In this example we use python-paillier, a Python library for Partially Homomorphic Encryption using the Paillier cryptosystem.
from phe import paillier
num1 = 10
num2 = 20
pub_key, priv_key = paillier.generate_paillier_keypair()
cipher_num1, cipher_num2 = pub_key.encrypt(num1), pub_key.encrypt(num2)
# add two encrypted numbers together
result = cipher_num1 + cipher_num2
result = priv_key.decrypt(result)
print("add two encrypted numbers together:",result)
# add an encrypted number to a plaintext number
result = cipher_num1 + 5
result = priv_key.decrypt(result)
print("add an encrypted number to a number:",result)
# multiply an encrypted number by a plaintext number
result = cipher_num1 * 10
result = priv_key.decrypt(result)
print("multiply an encrypted number to a number:",result)
In the example above we generated a key pair of a public and a private key. Next, we encrypted both num1 and num2 with the public key and performed operations on their ciphertexts.

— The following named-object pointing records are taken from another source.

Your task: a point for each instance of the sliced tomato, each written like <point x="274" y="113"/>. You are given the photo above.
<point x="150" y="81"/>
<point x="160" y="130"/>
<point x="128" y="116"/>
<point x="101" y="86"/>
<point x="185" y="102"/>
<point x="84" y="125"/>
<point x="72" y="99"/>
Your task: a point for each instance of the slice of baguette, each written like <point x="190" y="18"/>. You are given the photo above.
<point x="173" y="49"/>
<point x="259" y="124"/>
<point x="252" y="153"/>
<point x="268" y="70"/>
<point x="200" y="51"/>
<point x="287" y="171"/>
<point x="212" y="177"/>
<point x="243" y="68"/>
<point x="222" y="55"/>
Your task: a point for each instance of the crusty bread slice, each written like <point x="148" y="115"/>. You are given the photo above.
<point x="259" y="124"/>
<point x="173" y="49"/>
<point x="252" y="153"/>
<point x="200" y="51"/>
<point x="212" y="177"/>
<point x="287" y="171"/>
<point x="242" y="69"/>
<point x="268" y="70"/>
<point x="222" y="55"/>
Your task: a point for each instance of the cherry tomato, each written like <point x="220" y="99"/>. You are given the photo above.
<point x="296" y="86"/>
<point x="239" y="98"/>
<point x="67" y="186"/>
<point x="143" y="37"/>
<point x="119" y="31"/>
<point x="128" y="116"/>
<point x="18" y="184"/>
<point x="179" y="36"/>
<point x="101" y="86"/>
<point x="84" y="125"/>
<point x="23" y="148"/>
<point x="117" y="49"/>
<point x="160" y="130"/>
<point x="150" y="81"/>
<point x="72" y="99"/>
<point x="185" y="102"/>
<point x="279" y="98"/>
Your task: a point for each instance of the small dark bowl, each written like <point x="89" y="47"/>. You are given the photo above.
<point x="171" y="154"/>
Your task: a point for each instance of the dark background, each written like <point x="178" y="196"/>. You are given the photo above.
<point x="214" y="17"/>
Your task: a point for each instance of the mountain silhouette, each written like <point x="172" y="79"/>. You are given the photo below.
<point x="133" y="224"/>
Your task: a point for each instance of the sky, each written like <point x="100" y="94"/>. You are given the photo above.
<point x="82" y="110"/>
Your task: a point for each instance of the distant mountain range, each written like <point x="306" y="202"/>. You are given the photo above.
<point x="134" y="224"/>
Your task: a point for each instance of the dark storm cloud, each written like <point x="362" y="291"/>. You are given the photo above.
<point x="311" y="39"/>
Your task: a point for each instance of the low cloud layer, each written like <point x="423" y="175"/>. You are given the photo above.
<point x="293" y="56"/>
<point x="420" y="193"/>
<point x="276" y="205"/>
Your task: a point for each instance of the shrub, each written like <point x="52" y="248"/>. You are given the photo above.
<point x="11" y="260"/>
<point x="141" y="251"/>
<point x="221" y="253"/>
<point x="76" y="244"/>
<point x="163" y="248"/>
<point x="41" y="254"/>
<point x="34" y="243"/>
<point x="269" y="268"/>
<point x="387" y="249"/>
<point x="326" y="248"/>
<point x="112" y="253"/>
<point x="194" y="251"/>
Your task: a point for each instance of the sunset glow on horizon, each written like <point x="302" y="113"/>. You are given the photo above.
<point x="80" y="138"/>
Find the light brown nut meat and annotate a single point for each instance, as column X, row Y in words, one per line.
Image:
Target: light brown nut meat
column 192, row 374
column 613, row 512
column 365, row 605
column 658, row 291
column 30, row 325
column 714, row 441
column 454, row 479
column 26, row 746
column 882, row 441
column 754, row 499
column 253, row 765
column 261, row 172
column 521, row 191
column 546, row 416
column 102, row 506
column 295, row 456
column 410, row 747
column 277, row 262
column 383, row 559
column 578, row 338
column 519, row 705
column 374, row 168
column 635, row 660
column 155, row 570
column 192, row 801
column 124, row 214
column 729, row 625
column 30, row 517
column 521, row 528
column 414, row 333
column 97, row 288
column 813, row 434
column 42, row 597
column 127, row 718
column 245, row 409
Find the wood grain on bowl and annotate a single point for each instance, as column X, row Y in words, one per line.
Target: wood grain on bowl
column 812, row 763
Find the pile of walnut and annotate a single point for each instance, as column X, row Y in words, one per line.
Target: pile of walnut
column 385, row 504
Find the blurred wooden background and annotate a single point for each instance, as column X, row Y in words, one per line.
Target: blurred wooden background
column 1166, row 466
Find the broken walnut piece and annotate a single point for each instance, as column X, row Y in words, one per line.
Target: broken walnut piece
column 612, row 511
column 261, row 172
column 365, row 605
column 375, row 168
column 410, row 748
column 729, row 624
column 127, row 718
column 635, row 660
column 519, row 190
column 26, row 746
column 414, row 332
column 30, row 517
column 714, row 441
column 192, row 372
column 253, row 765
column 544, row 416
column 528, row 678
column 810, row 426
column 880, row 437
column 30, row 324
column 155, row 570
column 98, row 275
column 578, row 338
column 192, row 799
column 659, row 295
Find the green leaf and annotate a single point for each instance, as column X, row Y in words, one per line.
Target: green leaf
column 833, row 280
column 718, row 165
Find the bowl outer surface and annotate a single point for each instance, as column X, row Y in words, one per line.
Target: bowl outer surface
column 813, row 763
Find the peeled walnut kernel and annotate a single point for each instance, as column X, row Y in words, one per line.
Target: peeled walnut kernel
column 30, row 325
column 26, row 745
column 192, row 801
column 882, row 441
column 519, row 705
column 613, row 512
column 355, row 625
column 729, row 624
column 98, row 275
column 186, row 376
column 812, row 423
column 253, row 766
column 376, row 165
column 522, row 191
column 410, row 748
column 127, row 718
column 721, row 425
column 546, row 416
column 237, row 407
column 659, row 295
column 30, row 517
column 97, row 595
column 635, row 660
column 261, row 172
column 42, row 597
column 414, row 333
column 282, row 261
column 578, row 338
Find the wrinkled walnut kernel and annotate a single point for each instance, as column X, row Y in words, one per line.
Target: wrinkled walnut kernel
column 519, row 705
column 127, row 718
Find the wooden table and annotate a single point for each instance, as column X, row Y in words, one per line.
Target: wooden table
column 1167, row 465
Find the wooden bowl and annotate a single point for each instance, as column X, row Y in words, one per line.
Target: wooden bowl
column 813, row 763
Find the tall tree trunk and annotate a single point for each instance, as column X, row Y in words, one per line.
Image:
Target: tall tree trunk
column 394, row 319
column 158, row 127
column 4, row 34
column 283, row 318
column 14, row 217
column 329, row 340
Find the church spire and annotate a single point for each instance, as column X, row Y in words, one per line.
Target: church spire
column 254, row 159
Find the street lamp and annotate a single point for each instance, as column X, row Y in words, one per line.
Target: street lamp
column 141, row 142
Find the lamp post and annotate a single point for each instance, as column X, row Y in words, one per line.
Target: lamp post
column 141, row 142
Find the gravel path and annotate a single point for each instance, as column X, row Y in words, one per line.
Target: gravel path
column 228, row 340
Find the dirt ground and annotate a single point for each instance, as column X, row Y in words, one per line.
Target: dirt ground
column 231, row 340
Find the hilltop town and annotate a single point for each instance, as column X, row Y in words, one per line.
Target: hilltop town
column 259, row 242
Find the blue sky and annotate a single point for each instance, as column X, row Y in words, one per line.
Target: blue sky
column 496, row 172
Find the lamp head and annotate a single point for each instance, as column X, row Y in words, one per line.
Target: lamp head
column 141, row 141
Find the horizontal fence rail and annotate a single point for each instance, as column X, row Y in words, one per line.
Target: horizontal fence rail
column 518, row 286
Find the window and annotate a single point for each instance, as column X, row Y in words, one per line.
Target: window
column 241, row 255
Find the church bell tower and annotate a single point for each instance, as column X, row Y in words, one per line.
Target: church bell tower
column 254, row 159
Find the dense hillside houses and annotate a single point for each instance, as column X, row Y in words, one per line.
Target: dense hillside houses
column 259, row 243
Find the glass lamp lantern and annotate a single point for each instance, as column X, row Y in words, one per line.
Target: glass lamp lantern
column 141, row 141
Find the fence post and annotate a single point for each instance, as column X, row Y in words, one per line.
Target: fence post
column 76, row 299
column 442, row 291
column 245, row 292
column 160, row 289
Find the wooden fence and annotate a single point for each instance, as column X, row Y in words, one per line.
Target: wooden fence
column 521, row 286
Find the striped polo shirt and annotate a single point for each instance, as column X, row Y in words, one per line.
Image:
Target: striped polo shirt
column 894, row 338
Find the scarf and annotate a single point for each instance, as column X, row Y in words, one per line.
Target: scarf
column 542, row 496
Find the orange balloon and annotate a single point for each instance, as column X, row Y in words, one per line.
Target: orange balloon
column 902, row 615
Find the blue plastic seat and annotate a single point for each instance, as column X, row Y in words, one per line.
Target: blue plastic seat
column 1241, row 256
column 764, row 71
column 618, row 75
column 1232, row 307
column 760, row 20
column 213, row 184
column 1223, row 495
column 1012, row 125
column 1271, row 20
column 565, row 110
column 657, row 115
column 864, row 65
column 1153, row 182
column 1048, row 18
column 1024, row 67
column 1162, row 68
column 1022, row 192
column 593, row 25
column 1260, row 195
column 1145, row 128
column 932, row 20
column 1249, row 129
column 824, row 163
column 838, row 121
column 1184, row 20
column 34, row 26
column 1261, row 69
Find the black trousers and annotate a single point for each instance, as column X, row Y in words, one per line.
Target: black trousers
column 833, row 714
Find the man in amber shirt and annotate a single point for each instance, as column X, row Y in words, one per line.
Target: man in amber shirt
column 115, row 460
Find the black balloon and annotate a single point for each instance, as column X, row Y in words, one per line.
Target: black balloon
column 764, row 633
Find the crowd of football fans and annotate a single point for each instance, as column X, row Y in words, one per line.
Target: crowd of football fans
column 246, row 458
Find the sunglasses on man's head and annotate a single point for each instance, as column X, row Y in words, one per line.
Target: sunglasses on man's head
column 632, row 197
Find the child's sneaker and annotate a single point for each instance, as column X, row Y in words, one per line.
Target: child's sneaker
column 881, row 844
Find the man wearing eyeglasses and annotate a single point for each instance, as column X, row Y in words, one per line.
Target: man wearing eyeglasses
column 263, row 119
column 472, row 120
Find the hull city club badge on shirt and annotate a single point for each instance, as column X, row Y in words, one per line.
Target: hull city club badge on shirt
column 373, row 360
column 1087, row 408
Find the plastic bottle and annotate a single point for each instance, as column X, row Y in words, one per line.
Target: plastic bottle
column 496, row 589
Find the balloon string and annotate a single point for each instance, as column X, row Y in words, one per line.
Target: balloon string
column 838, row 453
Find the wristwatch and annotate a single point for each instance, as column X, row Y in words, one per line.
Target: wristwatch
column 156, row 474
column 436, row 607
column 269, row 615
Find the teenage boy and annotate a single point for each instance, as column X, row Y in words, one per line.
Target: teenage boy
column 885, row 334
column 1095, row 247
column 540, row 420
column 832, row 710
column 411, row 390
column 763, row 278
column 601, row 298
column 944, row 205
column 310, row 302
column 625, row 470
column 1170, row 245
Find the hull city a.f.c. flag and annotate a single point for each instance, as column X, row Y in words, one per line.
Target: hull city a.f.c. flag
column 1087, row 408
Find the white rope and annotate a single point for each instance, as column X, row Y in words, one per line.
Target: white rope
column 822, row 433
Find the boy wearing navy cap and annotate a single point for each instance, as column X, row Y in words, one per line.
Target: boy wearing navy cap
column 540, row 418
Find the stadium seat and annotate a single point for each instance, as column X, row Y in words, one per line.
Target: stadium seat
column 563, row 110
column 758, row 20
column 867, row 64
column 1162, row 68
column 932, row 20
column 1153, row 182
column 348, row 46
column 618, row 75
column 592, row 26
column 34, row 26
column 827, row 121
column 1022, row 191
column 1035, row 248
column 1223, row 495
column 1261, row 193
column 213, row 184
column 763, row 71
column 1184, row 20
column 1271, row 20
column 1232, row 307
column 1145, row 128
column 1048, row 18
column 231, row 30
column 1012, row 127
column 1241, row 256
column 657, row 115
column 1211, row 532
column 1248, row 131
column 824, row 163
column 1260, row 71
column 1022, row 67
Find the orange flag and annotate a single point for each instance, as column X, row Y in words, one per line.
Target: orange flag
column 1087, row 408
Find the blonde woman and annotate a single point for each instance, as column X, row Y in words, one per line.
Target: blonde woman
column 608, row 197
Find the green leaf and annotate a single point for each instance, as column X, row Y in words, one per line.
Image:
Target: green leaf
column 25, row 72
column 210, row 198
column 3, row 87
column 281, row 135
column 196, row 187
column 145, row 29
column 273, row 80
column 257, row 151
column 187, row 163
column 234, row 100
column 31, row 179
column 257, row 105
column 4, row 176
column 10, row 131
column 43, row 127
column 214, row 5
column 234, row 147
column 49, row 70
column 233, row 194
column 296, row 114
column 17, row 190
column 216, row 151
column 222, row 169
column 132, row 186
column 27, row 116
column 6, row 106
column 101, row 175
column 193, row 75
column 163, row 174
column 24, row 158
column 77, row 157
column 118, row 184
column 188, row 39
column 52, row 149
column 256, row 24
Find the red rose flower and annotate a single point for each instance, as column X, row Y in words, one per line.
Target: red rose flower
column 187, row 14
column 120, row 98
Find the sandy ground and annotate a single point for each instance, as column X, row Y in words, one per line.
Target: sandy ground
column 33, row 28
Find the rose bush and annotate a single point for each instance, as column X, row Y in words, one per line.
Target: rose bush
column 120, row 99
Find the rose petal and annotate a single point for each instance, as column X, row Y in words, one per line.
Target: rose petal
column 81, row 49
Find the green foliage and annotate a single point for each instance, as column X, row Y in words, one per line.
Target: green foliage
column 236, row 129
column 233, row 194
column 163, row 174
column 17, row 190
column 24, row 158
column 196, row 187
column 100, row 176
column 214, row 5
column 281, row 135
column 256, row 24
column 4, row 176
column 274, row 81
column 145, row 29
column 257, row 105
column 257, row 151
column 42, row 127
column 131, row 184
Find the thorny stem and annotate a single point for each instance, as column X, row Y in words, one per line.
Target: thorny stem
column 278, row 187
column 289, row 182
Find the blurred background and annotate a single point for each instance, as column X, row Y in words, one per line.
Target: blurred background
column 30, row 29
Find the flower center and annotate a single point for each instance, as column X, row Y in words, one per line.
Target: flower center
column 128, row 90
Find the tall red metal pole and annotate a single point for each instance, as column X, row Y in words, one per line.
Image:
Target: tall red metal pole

First, we added the two ciphers. After that, we took the cipher_num1 and added to it a plaintext number. Last, we did the same process as before, but instead of addition, we multiplied the cipher_num1 with a plaintext number this time.
The calculation of these operations takes place while the data is encrypted. Also, we can verify the integrity of the result each time by decrypting it using the private key.
Conclusion
Homomorphic Encryption (HE) looks like a dream when it comes to data privacy and protection. But its poor performance and high costs still keep it out of commercial/production applications.
But there have been many improvements in terms of speed lately. With the current pace, I believe that it will be adapted worldwide during the next years.